Philosophically, even if we could guarantee that the guidelines around the legalisation of euthanasia would not result in unwanted death, which we almost certainly cannot, nevertheless, to allow it to be operative in our society is, in my opinion, one further step towards utopianism - by which I mean a world without suffering. According to the progressive left, which is driving a great deal of the political agenda right now, utopia is the goal of freedom; for me, it is the antithesis of freedom. Paradoxically, the eradication of physical degeneration, both at the beginning of life as well as the end of life, is not the triumph it purports to be but the loss of faith, hope and love. To live in a world where there are no disabled children (whatever that means), because we have screened them out before they are even born, and then to terminate suffering at the end of life by virtue of a lethal injection sounds enlightened, but as with so many things that promise freedom it is another step towards tyranny. Our society will not be enriched but diminished as a result of this legislation.  

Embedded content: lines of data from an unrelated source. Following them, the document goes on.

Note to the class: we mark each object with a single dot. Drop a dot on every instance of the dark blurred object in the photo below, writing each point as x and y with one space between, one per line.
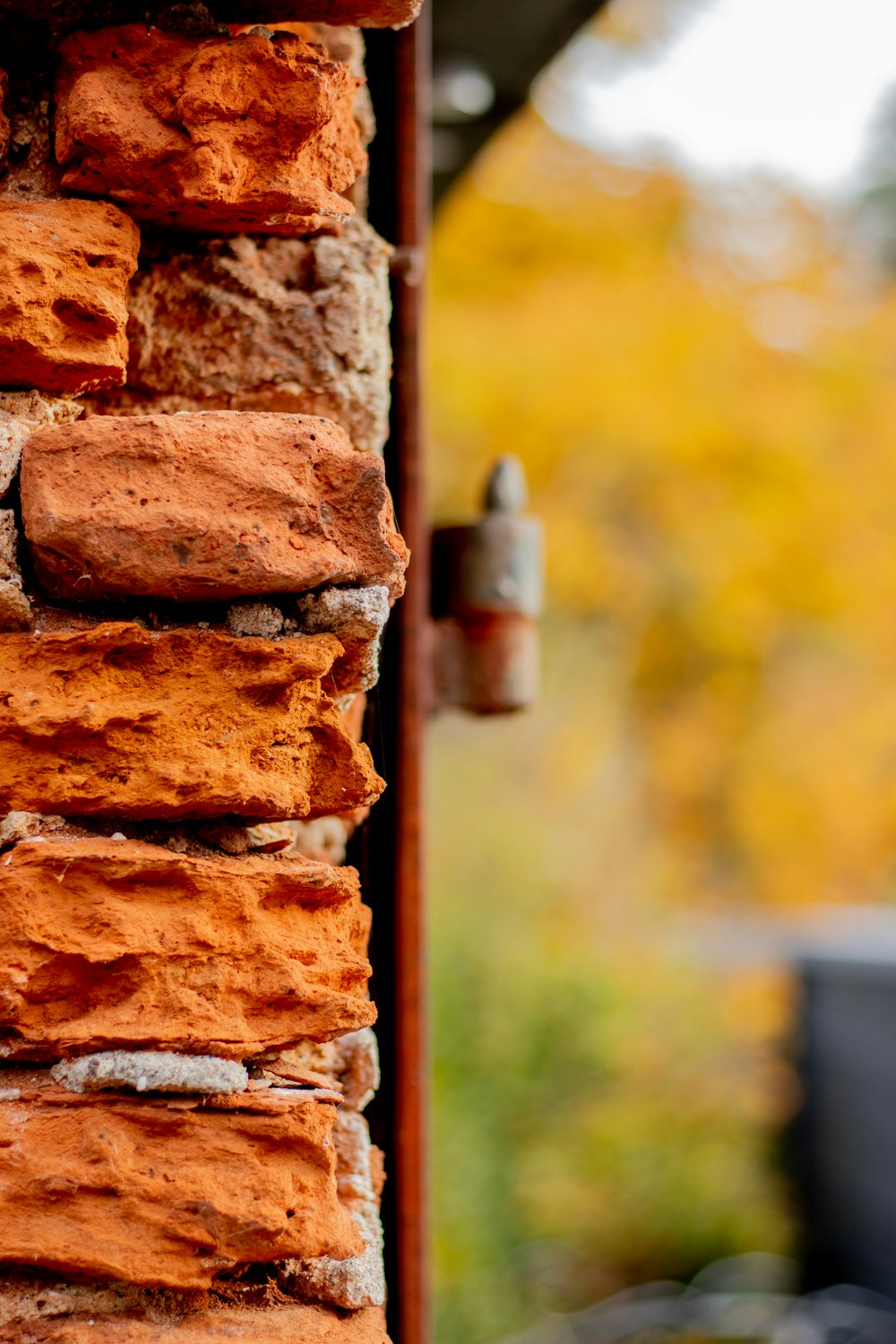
745 1300
485 56
844 1142
487 601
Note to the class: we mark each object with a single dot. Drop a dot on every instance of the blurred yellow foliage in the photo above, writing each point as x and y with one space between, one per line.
721 504
702 389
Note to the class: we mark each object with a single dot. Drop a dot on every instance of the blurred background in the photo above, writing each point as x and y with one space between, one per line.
664 274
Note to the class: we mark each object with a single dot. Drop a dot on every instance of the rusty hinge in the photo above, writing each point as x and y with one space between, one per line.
487 601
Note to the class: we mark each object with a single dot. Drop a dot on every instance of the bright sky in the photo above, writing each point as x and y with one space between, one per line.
783 86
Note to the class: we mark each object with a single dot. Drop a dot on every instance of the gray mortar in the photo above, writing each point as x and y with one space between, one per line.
255 618
355 613
151 1070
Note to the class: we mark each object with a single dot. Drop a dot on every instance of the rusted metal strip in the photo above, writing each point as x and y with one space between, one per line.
392 849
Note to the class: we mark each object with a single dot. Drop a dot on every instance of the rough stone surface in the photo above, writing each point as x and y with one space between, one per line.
280 1324
168 1191
250 134
21 416
65 268
144 946
359 1281
255 618
242 726
266 324
151 1070
24 825
357 617
15 607
217 504
324 839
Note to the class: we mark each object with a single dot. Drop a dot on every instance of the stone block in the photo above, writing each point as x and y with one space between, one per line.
123 945
269 324
250 134
124 722
280 1324
65 268
357 617
21 416
210 505
360 1279
166 1191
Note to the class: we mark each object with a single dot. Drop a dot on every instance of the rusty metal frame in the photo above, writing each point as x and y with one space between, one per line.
390 849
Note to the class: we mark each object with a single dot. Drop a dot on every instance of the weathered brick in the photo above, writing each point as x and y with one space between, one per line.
64 15
166 1191
118 720
253 134
211 505
280 1324
151 949
65 268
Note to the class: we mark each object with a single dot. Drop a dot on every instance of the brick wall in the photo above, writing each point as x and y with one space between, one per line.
198 554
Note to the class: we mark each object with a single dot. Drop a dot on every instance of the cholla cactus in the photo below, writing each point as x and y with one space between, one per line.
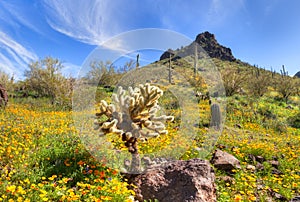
132 116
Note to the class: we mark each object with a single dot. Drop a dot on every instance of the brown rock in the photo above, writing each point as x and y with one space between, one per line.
224 161
177 181
260 159
250 167
274 163
259 166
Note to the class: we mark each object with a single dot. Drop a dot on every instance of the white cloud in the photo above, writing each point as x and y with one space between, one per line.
14 58
70 70
90 22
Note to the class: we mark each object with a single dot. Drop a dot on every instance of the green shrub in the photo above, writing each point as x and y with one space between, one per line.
294 121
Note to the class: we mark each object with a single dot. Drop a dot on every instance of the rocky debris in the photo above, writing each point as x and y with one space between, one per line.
276 195
176 181
3 96
251 168
226 179
225 161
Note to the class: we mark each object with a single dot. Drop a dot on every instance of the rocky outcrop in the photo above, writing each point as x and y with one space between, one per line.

To be clear, to resist the move towards ending life, in the sense of assisted suicide, is certainly not to promote the prolongation of life at all costs. There comes a time in end-of-life care when medical intervention needs to stop, and death must take its course. All good palliative care recognises this, even as it also ensures the mitigation of pain right to the end. It has been my privilege as a pastor to witness this countless times. It really is dignified. And it is dignified, I want to argue, precisely because the line is still there between this scenario and, to my mind, the undignified scenario of actively hastening death. Indeed, to remove that line, which is what is being proposed in our Parliament this autumn, is to effectively scramble all those nuanced and skilful decisions that are made every day in hospices, hospitals and homes around the country. As a friend of mine pointed out to me - a Dutch Catholic in fact who has years of experience in end-of-life care - there is a reason we should hold the line against euthanasia. The reason is not to thwart compassion but to protect it and allow all those complex and sometimes slightly ambiguous decisions of end-of-life care to take place within the safe boundaries of traditional ethics. Take that boundary away, which is what is being proposed this autumn, and much of that disappears. It will be a sad day indeed if we get to that point.  

November 2024

The views and opinions expressed above are those of the author alone and do not necessarily reflect those of the Jubilee Centre or its trustees.